Situé au faubourg nord du vieux Tunis, du côté de Bab El Khadhra, le marché de Sidi Bahri est une aubaine pour les petites bourses. En y accédant par la rue de Madrid, on est projeté dans un souk où s’alignent bazars et étalages. L’offre est diverse. Les fruits et légumes côtoient la friperie et autres produits ménagers de consommation courante.

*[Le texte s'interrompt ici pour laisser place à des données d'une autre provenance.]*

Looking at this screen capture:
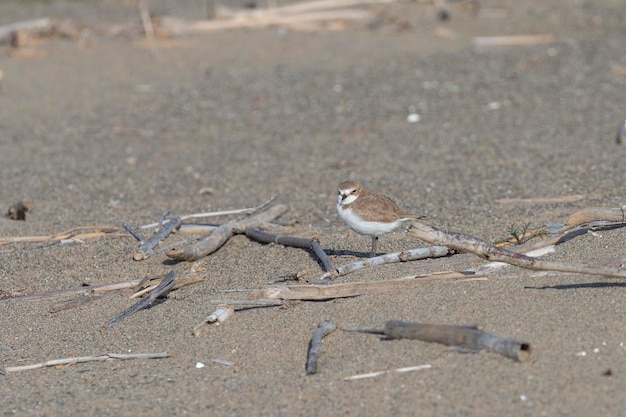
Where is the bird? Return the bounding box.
[337,181,424,257]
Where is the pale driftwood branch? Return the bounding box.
[133,217,183,261]
[311,246,455,284]
[305,320,337,375]
[4,352,170,373]
[100,270,176,330]
[0,273,205,302]
[409,222,626,278]
[193,304,235,336]
[247,272,476,303]
[343,364,433,381]
[166,204,287,261]
[342,320,531,362]
[563,207,626,231]
[139,207,256,229]
[0,226,121,245]
[50,294,102,313]
[0,17,53,43]
[496,194,585,204]
[159,9,371,35]
[474,35,556,48]
[244,228,333,272]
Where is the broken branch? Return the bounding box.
[100,270,176,330]
[305,320,337,375]
[244,228,333,272]
[409,222,626,278]
[342,320,531,362]
[166,204,287,261]
[4,352,170,373]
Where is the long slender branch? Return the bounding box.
[100,270,175,330]
[166,204,287,261]
[342,320,531,362]
[4,352,170,373]
[305,320,337,375]
[409,222,626,278]
[244,228,333,272]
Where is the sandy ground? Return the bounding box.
[0,0,626,416]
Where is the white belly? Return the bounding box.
[337,206,410,236]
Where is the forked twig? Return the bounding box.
[409,222,626,278]
[166,204,287,261]
[243,228,333,272]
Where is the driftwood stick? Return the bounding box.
[209,298,284,307]
[133,217,183,261]
[0,226,121,245]
[166,204,287,261]
[244,228,333,272]
[50,294,102,313]
[0,17,53,43]
[122,223,143,244]
[193,304,235,336]
[159,9,371,35]
[311,246,455,284]
[4,352,170,373]
[305,320,337,375]
[565,207,626,229]
[343,364,433,381]
[0,279,141,302]
[100,270,176,330]
[139,207,255,229]
[409,222,626,278]
[248,272,476,301]
[0,272,205,302]
[376,320,531,362]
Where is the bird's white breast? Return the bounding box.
[337,204,409,236]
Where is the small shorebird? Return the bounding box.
[337,181,424,256]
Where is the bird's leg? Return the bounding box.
[370,236,378,258]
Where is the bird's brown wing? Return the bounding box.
[358,190,421,223]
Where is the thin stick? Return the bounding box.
[409,222,626,278]
[343,364,433,381]
[496,194,585,204]
[0,226,121,245]
[311,246,455,284]
[122,223,143,244]
[305,320,337,375]
[348,320,531,362]
[247,272,478,303]
[244,228,333,272]
[0,17,52,43]
[0,273,205,302]
[159,9,371,34]
[100,270,176,330]
[193,304,235,336]
[165,204,287,261]
[4,352,170,373]
[50,294,102,313]
[139,207,255,229]
[474,35,556,47]
[133,217,183,261]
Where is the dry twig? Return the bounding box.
[342,320,531,362]
[305,320,337,375]
[100,270,176,330]
[166,204,287,261]
[409,222,626,278]
[4,352,170,373]
[243,228,333,272]
[193,305,235,336]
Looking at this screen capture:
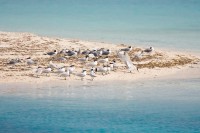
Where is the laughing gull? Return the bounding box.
[90,69,97,81]
[144,47,154,53]
[59,70,70,80]
[42,67,52,76]
[26,57,36,67]
[133,51,144,60]
[56,67,65,73]
[98,56,108,63]
[86,60,97,67]
[76,70,87,80]
[67,65,75,74]
[95,66,108,75]
[117,52,138,73]
[35,66,43,78]
[46,50,58,56]
[121,46,133,52]
[102,49,111,55]
[78,55,89,63]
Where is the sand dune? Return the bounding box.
[0,32,200,83]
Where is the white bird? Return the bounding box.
[26,57,36,67]
[117,52,138,72]
[121,46,133,52]
[98,56,108,63]
[67,65,75,74]
[90,69,97,81]
[34,67,43,78]
[95,66,108,75]
[49,61,58,69]
[76,70,87,80]
[133,51,144,60]
[42,67,52,74]
[102,49,111,55]
[110,60,117,71]
[59,70,70,80]
[57,67,65,73]
[86,60,97,67]
[144,47,154,53]
[46,50,58,56]
[78,55,89,63]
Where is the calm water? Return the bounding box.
[0,0,200,50]
[0,79,200,133]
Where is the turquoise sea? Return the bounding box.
[0,79,200,133]
[0,0,200,50]
[0,0,200,133]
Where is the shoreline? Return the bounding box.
[0,31,200,84]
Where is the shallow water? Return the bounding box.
[0,79,200,133]
[0,0,200,50]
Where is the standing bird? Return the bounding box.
[59,70,70,80]
[7,58,21,65]
[98,56,108,64]
[45,50,58,56]
[42,67,52,76]
[110,60,117,71]
[76,70,87,80]
[86,60,98,67]
[49,61,58,69]
[133,51,144,60]
[67,65,75,74]
[95,66,108,75]
[121,46,133,52]
[90,69,97,81]
[57,67,65,73]
[35,67,43,78]
[78,55,89,63]
[117,52,138,73]
[56,57,66,62]
[26,57,36,67]
[144,47,154,53]
[102,49,111,55]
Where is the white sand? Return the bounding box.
[0,32,200,83]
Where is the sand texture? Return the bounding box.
[0,32,200,83]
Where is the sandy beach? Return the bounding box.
[0,32,200,83]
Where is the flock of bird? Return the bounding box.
[8,46,154,80]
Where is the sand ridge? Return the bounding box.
[0,32,200,83]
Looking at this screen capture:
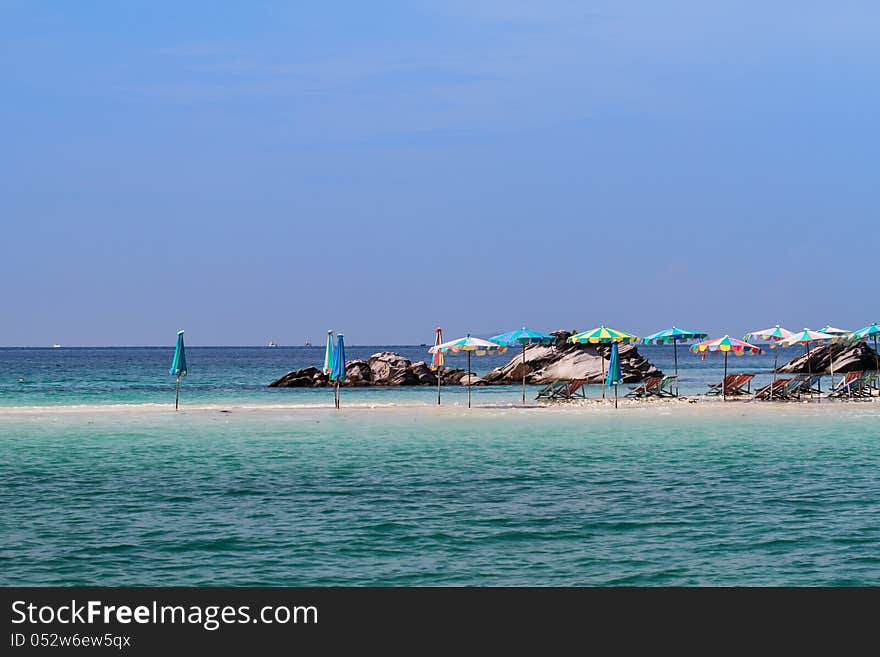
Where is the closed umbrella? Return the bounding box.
[428,333,507,408]
[770,328,839,397]
[330,333,345,408]
[819,325,852,390]
[605,342,623,408]
[323,331,333,375]
[168,331,186,411]
[743,324,794,401]
[567,326,639,399]
[642,326,709,397]
[691,335,764,401]
[492,326,556,404]
[431,326,443,406]
[852,322,880,394]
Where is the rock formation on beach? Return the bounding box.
[269,351,467,388]
[777,342,877,374]
[269,331,663,388]
[478,331,663,384]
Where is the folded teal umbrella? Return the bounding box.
[168,331,186,411]
[605,342,623,408]
[642,326,709,397]
[323,331,333,374]
[851,322,880,382]
[330,333,345,408]
[490,326,556,404]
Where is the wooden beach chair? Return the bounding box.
[657,374,678,397]
[753,379,794,401]
[864,372,880,397]
[784,374,822,399]
[706,374,739,396]
[626,376,663,398]
[535,379,587,401]
[727,374,755,396]
[828,371,865,399]
[706,374,755,397]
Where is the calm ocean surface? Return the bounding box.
[0,347,880,585]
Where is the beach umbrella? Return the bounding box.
[168,331,186,411]
[819,326,852,338]
[605,342,623,408]
[771,328,840,397]
[851,322,880,390]
[323,331,333,375]
[431,326,443,406]
[819,326,852,390]
[743,324,794,401]
[330,333,345,408]
[691,335,764,401]
[566,326,639,399]
[642,326,709,397]
[492,326,556,404]
[428,333,507,408]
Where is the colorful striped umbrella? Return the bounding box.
[323,331,333,375]
[567,326,639,399]
[743,324,794,401]
[771,328,840,397]
[168,330,187,411]
[492,326,556,404]
[431,326,443,406]
[330,333,345,408]
[567,326,639,344]
[642,326,709,397]
[605,342,623,408]
[819,326,852,338]
[691,335,764,401]
[428,333,507,408]
[851,322,880,384]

A 10h du matin, peu de clients affluaient vers les stands de fripe. Pourtant, on est loin des envolées des prix des habits neufs. Chez Houssem, il faut compter 500 millimes seulement pour des pulls pour femmes dont certains portent les étiquettes de célèbres marques internationales. Toutes sortes de chaussures sont vendues à 7 dinars la paire auprès de Khaled. Les vendeurs tentent tant bien que mal d’attirer les clients. « Mesdames, parez-vous d’un sac à seulement 5 dinars », scande l’un d’entre eux. Ses slogans se mêlent à ceux d’un de ses collègues, vantant ses chemises pour hommes à 3 dinars la pièce.

94% des Tunisiens comme clients

Et les chalands ne sont pas insensibles face à de tels rabais. Parmi eux, Anissa, 30 ans, venue spécialement de la Cité olympique, pour faire ses courses hebdomadaires. Trainant des sachets de légumes, elle ne comptait pas au départ s’acheter des bottines. Mais appâtée par le prix, elle a accouru vers l’étal de Khaled.

Ici, les bas prix ne riment pas avec une qualité moindre. Une bottine de seconde main a une durée de vie plus longue que celle achetée dans les boutiques,

constate-t-elle.

Alors, elle ne manque pas de saisir les bonnes occasions. Tout comme Ines. La jeune mère de famille fouille en un tour de main dans un étal consacré aux vêtements pour enfants, histoire de dénicher quelques pulls à 1 dinar la pièce. Elle essaye les tailles de chaque pull repéré sur son fils de 6 ans qui l’accompagne. Originaire du quartier, elle achète les « vêtements du quotidien » de la fripe, affirme-t-elle. Les habits neufs sont seulement destinés aux grandes occasions : rentrées scolaires, Aïd, etc. Dalila, grand-mère venue du Menzah, pour dégoter quelques habits pour ses nièces nous confie :

 Les petits grandissent vite, les vêtir avec uniquement du neuf coûte une fortune pour les ménages.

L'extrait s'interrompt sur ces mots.